Namun, pernyataan dari BP Batam menuai respons dari salah satu aktivis Batam sekaligus pendiri LSM Gerakan Bersama Rakyat (Gebrak), Uba Ingan Sigalingging. Ia mempertanyakan dasar klaim BP Batam yang menyatakan bahwa proyek ini masih termasuk PSN.
Menurut pemahamannya, dalam Lampiran IV Perpres tersebut, proyek Rempang Eco City hanya masuk dalam ”highlight indikator intervensi”, bukan sebagai bagian dari 77 proyek yang secara resmi masuk dalam daftar PSN 2025-2029. Dengan kata lain, proyek ini dipandang sebagai proyek potensial yang dapat dikembangkan lebih lanjut apabila pemerintah menganggapnya memiliki nilai strategis.
”BP Batam tidak menjelaskan secara detail bagaimana status proyek Rempang Eco City itu bisa mendapatkan status PSN, sementara kita mengetahui di lampiran tersebut hanya disebut sebagai sebuah sorotan pemerintah yang memiliki potensi,” katanya, Rabu (12/3).

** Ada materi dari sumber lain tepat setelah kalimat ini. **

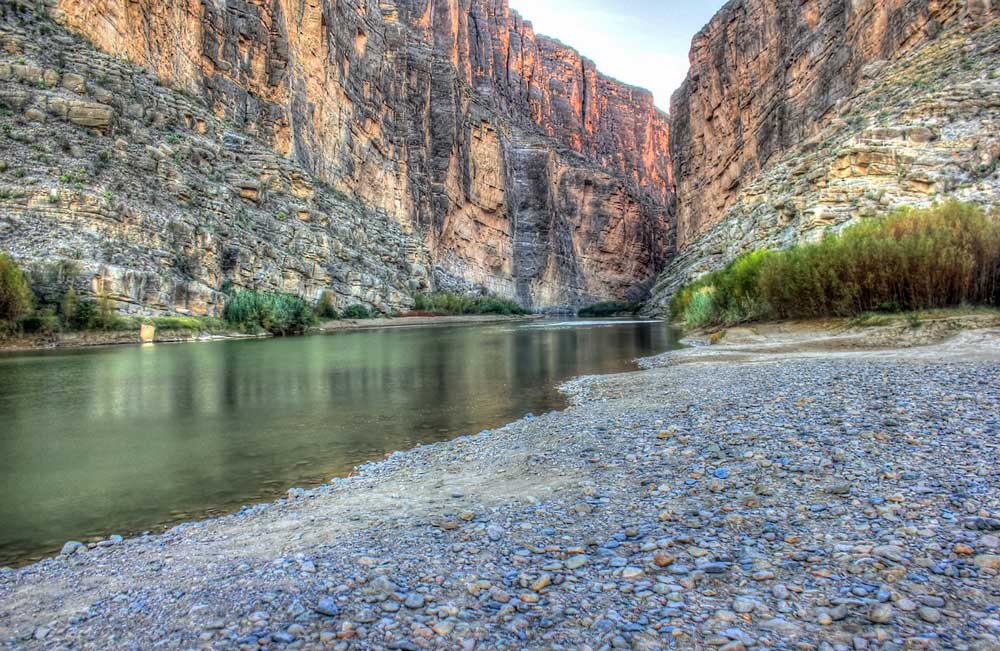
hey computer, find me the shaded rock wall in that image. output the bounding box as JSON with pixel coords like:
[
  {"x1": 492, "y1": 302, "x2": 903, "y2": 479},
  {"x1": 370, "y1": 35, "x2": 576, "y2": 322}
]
[{"x1": 37, "y1": 0, "x2": 673, "y2": 310}]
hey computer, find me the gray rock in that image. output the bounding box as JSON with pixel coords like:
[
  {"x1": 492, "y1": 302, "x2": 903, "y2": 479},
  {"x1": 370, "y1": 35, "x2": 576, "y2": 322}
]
[
  {"x1": 314, "y1": 597, "x2": 340, "y2": 617},
  {"x1": 867, "y1": 604, "x2": 894, "y2": 624},
  {"x1": 60, "y1": 541, "x2": 84, "y2": 555}
]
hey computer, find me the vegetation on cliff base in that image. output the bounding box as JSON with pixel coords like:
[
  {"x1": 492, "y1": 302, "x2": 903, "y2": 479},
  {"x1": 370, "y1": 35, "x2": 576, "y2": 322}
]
[
  {"x1": 316, "y1": 290, "x2": 340, "y2": 320},
  {"x1": 412, "y1": 292, "x2": 529, "y2": 316},
  {"x1": 342, "y1": 304, "x2": 373, "y2": 320},
  {"x1": 223, "y1": 290, "x2": 318, "y2": 336},
  {"x1": 671, "y1": 202, "x2": 1000, "y2": 328},
  {"x1": 577, "y1": 301, "x2": 643, "y2": 318},
  {"x1": 0, "y1": 252, "x2": 33, "y2": 328}
]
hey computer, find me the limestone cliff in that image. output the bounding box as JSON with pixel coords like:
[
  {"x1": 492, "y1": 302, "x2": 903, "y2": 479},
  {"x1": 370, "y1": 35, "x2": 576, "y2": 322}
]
[
  {"x1": 650, "y1": 0, "x2": 1000, "y2": 311},
  {"x1": 0, "y1": 0, "x2": 673, "y2": 315}
]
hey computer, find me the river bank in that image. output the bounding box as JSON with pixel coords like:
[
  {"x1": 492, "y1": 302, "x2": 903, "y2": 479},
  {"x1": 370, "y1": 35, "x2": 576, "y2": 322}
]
[
  {"x1": 1, "y1": 321, "x2": 998, "y2": 650},
  {"x1": 0, "y1": 314, "x2": 545, "y2": 353}
]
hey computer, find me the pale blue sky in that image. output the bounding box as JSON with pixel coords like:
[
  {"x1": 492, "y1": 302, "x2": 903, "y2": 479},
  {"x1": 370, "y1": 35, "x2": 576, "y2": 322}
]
[{"x1": 507, "y1": 0, "x2": 727, "y2": 111}]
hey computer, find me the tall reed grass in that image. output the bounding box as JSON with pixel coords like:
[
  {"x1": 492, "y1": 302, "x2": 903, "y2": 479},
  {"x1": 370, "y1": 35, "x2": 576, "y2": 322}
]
[
  {"x1": 670, "y1": 202, "x2": 1000, "y2": 328},
  {"x1": 412, "y1": 292, "x2": 528, "y2": 316},
  {"x1": 223, "y1": 289, "x2": 317, "y2": 335}
]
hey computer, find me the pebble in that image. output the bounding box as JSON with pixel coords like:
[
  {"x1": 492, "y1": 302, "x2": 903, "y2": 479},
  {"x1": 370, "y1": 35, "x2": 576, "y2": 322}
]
[
  {"x1": 314, "y1": 597, "x2": 340, "y2": 617},
  {"x1": 918, "y1": 606, "x2": 942, "y2": 623},
  {"x1": 3, "y1": 352, "x2": 997, "y2": 651},
  {"x1": 868, "y1": 604, "x2": 894, "y2": 624}
]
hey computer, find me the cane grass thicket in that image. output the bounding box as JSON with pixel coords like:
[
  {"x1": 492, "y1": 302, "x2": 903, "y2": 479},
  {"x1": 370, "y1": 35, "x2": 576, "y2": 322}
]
[
  {"x1": 411, "y1": 291, "x2": 528, "y2": 316},
  {"x1": 671, "y1": 202, "x2": 1000, "y2": 328},
  {"x1": 223, "y1": 289, "x2": 318, "y2": 335}
]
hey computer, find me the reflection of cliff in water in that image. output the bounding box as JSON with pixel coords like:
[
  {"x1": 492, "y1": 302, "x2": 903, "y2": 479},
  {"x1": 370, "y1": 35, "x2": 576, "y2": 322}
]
[{"x1": 0, "y1": 320, "x2": 680, "y2": 566}]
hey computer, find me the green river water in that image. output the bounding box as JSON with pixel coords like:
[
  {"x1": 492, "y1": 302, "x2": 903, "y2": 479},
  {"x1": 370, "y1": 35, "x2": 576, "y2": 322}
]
[{"x1": 0, "y1": 319, "x2": 679, "y2": 565}]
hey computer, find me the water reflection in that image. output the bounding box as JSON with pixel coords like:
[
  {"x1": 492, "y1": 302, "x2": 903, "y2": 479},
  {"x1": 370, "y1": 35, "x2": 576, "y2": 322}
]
[{"x1": 0, "y1": 320, "x2": 678, "y2": 565}]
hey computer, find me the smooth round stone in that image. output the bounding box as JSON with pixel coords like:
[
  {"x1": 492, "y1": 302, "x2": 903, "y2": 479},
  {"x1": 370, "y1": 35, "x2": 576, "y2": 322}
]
[
  {"x1": 868, "y1": 604, "x2": 894, "y2": 624},
  {"x1": 918, "y1": 606, "x2": 942, "y2": 623}
]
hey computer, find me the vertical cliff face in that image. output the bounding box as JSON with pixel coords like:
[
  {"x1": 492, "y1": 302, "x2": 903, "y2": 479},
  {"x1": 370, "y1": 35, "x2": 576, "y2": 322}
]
[
  {"x1": 647, "y1": 0, "x2": 1000, "y2": 311},
  {"x1": 671, "y1": 0, "x2": 997, "y2": 248},
  {"x1": 39, "y1": 0, "x2": 673, "y2": 310}
]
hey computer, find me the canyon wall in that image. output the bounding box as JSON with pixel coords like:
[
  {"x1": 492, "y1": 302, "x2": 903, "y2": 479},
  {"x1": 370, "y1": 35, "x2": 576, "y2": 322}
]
[
  {"x1": 672, "y1": 0, "x2": 996, "y2": 248},
  {"x1": 650, "y1": 0, "x2": 1000, "y2": 310},
  {"x1": 0, "y1": 0, "x2": 673, "y2": 313}
]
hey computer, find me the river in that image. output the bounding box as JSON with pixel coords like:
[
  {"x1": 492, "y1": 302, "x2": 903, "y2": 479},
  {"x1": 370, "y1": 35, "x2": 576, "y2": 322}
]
[{"x1": 0, "y1": 319, "x2": 679, "y2": 565}]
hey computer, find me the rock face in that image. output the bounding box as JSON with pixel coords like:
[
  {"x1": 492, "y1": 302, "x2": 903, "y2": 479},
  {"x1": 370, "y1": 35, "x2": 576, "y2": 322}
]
[
  {"x1": 2, "y1": 0, "x2": 673, "y2": 313},
  {"x1": 671, "y1": 0, "x2": 996, "y2": 249},
  {"x1": 0, "y1": 3, "x2": 432, "y2": 316},
  {"x1": 650, "y1": 0, "x2": 1000, "y2": 310}
]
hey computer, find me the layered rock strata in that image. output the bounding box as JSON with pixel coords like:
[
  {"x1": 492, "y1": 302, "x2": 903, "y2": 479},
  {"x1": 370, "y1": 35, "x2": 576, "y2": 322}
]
[
  {"x1": 0, "y1": 0, "x2": 673, "y2": 314},
  {"x1": 650, "y1": 0, "x2": 1000, "y2": 311}
]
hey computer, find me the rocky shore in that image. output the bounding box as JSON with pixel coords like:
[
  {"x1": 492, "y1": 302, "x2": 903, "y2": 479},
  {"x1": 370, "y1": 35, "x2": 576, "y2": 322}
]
[{"x1": 1, "y1": 324, "x2": 999, "y2": 651}]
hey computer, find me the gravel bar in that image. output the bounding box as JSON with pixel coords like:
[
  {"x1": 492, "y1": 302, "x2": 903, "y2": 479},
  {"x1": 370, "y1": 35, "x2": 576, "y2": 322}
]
[{"x1": 1, "y1": 327, "x2": 999, "y2": 651}]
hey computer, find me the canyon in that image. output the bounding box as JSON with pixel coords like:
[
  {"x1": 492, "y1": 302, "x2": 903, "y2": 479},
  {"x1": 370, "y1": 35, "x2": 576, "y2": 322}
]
[
  {"x1": 1, "y1": 0, "x2": 999, "y2": 315},
  {"x1": 0, "y1": 0, "x2": 671, "y2": 315},
  {"x1": 651, "y1": 0, "x2": 1000, "y2": 309}
]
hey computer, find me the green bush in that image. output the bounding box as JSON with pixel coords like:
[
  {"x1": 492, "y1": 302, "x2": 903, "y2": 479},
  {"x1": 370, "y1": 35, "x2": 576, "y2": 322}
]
[
  {"x1": 96, "y1": 294, "x2": 119, "y2": 330},
  {"x1": 671, "y1": 201, "x2": 1000, "y2": 328},
  {"x1": 224, "y1": 289, "x2": 317, "y2": 335},
  {"x1": 60, "y1": 286, "x2": 80, "y2": 327},
  {"x1": 0, "y1": 252, "x2": 33, "y2": 327},
  {"x1": 342, "y1": 303, "x2": 372, "y2": 320},
  {"x1": 577, "y1": 301, "x2": 643, "y2": 318},
  {"x1": 73, "y1": 299, "x2": 98, "y2": 330},
  {"x1": 316, "y1": 290, "x2": 340, "y2": 320},
  {"x1": 18, "y1": 310, "x2": 59, "y2": 336},
  {"x1": 411, "y1": 291, "x2": 528, "y2": 316}
]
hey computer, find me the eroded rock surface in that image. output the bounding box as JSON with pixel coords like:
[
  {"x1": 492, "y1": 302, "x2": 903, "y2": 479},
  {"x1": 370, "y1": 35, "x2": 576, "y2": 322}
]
[
  {"x1": 650, "y1": 0, "x2": 1000, "y2": 311},
  {"x1": 0, "y1": 0, "x2": 673, "y2": 313}
]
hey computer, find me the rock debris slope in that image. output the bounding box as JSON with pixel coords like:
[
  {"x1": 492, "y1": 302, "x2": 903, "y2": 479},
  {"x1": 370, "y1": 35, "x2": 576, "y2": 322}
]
[{"x1": 0, "y1": 0, "x2": 673, "y2": 314}]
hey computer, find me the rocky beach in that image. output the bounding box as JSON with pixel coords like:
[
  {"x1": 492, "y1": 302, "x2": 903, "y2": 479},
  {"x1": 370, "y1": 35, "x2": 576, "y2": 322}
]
[{"x1": 2, "y1": 320, "x2": 998, "y2": 651}]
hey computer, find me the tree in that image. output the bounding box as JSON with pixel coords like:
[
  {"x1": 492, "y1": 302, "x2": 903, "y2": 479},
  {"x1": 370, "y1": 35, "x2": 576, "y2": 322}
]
[
  {"x1": 0, "y1": 253, "x2": 33, "y2": 325},
  {"x1": 60, "y1": 286, "x2": 80, "y2": 328}
]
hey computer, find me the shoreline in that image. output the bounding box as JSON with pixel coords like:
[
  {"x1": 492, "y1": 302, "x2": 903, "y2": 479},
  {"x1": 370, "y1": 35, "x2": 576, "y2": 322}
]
[
  {"x1": 0, "y1": 313, "x2": 547, "y2": 354},
  {"x1": 2, "y1": 320, "x2": 998, "y2": 649}
]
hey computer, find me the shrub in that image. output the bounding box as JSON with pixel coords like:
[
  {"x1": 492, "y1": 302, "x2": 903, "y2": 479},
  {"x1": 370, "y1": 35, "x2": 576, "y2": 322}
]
[
  {"x1": 410, "y1": 292, "x2": 528, "y2": 316},
  {"x1": 60, "y1": 286, "x2": 79, "y2": 327},
  {"x1": 224, "y1": 289, "x2": 317, "y2": 335},
  {"x1": 577, "y1": 301, "x2": 643, "y2": 318},
  {"x1": 316, "y1": 290, "x2": 340, "y2": 319},
  {"x1": 342, "y1": 303, "x2": 372, "y2": 320},
  {"x1": 18, "y1": 309, "x2": 60, "y2": 336},
  {"x1": 96, "y1": 294, "x2": 119, "y2": 330},
  {"x1": 0, "y1": 253, "x2": 33, "y2": 327},
  {"x1": 671, "y1": 201, "x2": 1000, "y2": 328},
  {"x1": 73, "y1": 299, "x2": 98, "y2": 330}
]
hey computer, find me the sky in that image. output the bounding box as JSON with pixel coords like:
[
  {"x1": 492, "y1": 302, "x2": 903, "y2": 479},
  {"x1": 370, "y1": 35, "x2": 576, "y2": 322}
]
[{"x1": 507, "y1": 0, "x2": 727, "y2": 112}]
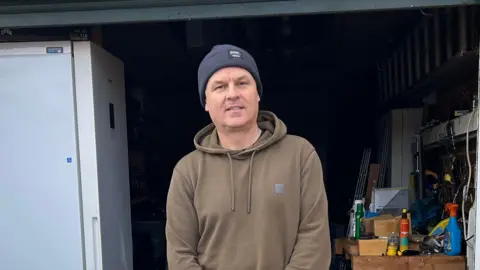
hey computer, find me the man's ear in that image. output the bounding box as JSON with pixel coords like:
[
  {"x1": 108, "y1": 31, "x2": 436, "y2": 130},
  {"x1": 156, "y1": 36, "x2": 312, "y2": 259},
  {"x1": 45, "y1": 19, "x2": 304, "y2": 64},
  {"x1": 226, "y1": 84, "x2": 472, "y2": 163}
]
[{"x1": 205, "y1": 100, "x2": 209, "y2": 112}]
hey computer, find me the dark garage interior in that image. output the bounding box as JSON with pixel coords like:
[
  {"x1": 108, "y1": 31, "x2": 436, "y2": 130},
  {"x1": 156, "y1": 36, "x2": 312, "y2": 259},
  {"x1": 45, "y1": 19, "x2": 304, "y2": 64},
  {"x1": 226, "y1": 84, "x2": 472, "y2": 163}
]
[
  {"x1": 100, "y1": 9, "x2": 423, "y2": 219},
  {"x1": 1, "y1": 4, "x2": 477, "y2": 269},
  {"x1": 98, "y1": 9, "x2": 427, "y2": 269}
]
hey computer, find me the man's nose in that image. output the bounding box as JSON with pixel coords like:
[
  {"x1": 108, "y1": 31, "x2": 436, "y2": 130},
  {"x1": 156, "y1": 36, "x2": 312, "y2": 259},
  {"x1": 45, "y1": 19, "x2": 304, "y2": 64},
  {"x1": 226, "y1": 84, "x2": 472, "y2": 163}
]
[{"x1": 226, "y1": 83, "x2": 240, "y2": 99}]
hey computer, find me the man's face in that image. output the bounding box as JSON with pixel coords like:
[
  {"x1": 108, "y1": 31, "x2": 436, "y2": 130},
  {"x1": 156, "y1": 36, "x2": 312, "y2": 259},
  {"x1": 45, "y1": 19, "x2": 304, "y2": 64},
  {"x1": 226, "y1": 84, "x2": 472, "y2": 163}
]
[{"x1": 205, "y1": 67, "x2": 260, "y2": 130}]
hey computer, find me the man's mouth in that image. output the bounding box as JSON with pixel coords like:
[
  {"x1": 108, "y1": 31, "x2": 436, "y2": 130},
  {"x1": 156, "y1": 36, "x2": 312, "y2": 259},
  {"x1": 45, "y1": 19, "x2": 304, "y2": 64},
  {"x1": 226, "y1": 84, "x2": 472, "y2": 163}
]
[{"x1": 226, "y1": 106, "x2": 244, "y2": 111}]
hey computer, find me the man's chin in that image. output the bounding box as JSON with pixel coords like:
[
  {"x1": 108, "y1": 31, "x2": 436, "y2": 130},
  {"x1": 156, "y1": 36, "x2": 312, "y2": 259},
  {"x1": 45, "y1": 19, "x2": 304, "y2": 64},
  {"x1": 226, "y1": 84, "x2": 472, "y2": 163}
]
[{"x1": 224, "y1": 120, "x2": 249, "y2": 129}]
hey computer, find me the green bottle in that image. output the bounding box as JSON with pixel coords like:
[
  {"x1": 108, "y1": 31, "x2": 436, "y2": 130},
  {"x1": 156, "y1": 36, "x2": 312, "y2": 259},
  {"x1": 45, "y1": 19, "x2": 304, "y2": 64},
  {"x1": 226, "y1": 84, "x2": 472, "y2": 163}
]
[{"x1": 355, "y1": 202, "x2": 364, "y2": 239}]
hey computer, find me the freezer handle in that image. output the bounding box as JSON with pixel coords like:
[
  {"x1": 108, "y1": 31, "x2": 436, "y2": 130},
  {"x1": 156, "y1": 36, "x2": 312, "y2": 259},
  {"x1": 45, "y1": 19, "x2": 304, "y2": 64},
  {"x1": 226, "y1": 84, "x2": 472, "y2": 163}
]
[{"x1": 92, "y1": 216, "x2": 102, "y2": 270}]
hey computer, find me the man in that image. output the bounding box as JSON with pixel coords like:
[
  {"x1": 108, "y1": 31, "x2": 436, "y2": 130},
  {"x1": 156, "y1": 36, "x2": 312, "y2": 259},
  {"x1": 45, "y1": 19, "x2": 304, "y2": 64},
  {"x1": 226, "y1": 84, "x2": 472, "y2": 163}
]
[{"x1": 166, "y1": 44, "x2": 331, "y2": 270}]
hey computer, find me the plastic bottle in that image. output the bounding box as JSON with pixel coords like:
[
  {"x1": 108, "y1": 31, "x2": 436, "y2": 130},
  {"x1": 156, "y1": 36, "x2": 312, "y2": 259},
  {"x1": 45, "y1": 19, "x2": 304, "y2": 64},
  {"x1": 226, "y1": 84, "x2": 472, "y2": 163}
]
[
  {"x1": 399, "y1": 209, "x2": 409, "y2": 252},
  {"x1": 386, "y1": 232, "x2": 398, "y2": 256},
  {"x1": 355, "y1": 202, "x2": 364, "y2": 239},
  {"x1": 351, "y1": 199, "x2": 363, "y2": 238},
  {"x1": 444, "y1": 203, "x2": 461, "y2": 256}
]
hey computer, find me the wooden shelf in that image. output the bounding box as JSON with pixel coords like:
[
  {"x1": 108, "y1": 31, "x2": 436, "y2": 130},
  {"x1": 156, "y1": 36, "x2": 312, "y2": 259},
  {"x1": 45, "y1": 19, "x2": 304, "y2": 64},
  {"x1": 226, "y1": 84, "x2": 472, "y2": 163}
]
[{"x1": 352, "y1": 255, "x2": 465, "y2": 270}]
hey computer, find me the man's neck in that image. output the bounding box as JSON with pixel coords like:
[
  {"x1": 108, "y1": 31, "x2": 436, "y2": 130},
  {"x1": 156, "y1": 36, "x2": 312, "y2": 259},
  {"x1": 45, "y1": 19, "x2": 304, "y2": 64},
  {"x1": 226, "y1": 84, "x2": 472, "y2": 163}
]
[{"x1": 218, "y1": 124, "x2": 261, "y2": 151}]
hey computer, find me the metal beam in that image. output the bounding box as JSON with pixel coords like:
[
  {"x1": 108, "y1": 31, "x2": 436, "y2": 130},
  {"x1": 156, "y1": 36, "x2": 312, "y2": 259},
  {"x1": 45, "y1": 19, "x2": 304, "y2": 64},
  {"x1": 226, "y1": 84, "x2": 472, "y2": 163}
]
[
  {"x1": 0, "y1": 0, "x2": 279, "y2": 14},
  {"x1": 0, "y1": 0, "x2": 477, "y2": 28}
]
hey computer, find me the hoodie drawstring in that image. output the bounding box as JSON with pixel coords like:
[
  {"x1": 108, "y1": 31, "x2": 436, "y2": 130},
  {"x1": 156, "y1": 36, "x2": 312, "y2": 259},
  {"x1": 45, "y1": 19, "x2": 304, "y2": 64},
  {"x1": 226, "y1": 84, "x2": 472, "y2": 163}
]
[
  {"x1": 226, "y1": 151, "x2": 256, "y2": 214},
  {"x1": 227, "y1": 153, "x2": 235, "y2": 211},
  {"x1": 247, "y1": 151, "x2": 256, "y2": 214}
]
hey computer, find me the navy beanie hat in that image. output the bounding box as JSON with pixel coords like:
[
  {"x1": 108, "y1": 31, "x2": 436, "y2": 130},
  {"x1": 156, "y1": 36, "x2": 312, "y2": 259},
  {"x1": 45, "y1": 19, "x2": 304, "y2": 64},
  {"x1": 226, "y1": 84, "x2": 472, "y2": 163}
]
[{"x1": 197, "y1": 44, "x2": 263, "y2": 107}]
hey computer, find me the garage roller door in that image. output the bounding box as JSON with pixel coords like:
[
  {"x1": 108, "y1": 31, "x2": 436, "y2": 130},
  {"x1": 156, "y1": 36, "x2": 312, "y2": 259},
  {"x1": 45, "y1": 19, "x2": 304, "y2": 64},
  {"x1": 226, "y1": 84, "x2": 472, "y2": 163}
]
[{"x1": 0, "y1": 0, "x2": 476, "y2": 28}]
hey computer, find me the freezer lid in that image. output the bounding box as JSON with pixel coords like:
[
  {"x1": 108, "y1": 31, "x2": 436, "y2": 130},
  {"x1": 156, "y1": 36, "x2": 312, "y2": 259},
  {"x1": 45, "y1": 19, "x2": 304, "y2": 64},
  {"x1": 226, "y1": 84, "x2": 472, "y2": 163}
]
[{"x1": 0, "y1": 41, "x2": 71, "y2": 55}]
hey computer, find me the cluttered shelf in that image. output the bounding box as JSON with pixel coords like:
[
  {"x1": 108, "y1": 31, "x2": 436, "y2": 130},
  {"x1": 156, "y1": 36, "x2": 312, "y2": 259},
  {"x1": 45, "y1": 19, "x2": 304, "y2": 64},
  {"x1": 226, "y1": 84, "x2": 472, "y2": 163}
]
[
  {"x1": 340, "y1": 7, "x2": 479, "y2": 268},
  {"x1": 422, "y1": 109, "x2": 478, "y2": 148},
  {"x1": 337, "y1": 145, "x2": 472, "y2": 268},
  {"x1": 341, "y1": 103, "x2": 478, "y2": 268}
]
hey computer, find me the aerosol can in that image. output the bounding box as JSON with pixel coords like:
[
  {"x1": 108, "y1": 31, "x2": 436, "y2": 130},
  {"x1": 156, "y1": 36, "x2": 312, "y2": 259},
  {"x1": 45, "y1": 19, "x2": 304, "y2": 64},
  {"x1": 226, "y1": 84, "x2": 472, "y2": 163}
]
[{"x1": 399, "y1": 209, "x2": 409, "y2": 252}]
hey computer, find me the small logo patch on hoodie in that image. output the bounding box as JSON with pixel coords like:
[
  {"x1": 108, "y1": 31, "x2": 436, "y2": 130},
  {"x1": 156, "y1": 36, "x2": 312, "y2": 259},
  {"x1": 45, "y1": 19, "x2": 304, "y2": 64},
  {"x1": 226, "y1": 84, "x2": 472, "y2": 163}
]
[{"x1": 274, "y1": 184, "x2": 285, "y2": 195}]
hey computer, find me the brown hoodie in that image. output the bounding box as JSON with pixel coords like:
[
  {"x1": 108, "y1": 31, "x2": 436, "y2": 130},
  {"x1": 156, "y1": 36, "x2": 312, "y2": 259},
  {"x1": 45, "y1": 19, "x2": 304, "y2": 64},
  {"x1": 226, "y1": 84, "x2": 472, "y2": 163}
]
[{"x1": 166, "y1": 111, "x2": 331, "y2": 270}]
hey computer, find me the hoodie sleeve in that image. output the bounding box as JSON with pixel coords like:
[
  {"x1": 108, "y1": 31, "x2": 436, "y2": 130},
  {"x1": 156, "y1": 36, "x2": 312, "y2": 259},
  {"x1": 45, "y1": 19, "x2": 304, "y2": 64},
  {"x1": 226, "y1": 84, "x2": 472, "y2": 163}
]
[
  {"x1": 286, "y1": 150, "x2": 331, "y2": 270},
  {"x1": 165, "y1": 168, "x2": 203, "y2": 270}
]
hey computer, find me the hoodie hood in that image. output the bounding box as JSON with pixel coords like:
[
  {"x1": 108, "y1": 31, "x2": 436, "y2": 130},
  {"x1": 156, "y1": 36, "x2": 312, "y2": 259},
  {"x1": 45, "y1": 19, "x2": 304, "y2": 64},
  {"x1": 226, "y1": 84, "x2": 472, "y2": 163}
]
[
  {"x1": 193, "y1": 110, "x2": 287, "y2": 213},
  {"x1": 194, "y1": 110, "x2": 287, "y2": 157}
]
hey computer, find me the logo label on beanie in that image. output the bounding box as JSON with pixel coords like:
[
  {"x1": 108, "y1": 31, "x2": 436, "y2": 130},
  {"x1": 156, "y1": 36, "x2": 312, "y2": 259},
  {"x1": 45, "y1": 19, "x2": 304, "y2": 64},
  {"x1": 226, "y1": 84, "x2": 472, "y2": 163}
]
[{"x1": 228, "y1": 50, "x2": 243, "y2": 59}]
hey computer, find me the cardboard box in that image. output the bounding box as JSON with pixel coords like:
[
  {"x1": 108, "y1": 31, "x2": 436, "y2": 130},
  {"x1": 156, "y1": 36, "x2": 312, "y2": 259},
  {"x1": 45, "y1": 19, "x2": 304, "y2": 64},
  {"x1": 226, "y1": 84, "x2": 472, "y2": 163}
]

Uba menjelaskan, lampiran IV mencakup berbagai proyek potensial di seluruh Indonesia. Pemerintah memang menyusun daftar ini sebagai bentuk intervensi pembangunan jangka menengah, tetapi tidak semua proyek yang tercantum otomatis mendapat status PSN.
”Artinya, jika pemerintah di kemudian hari ingin meningkatkan status proyek ini atau mengambil langkah tertentu dalam hal investasi, mereka sudah memiliki landasan hukum,” kata mantan legislator Kepri itu.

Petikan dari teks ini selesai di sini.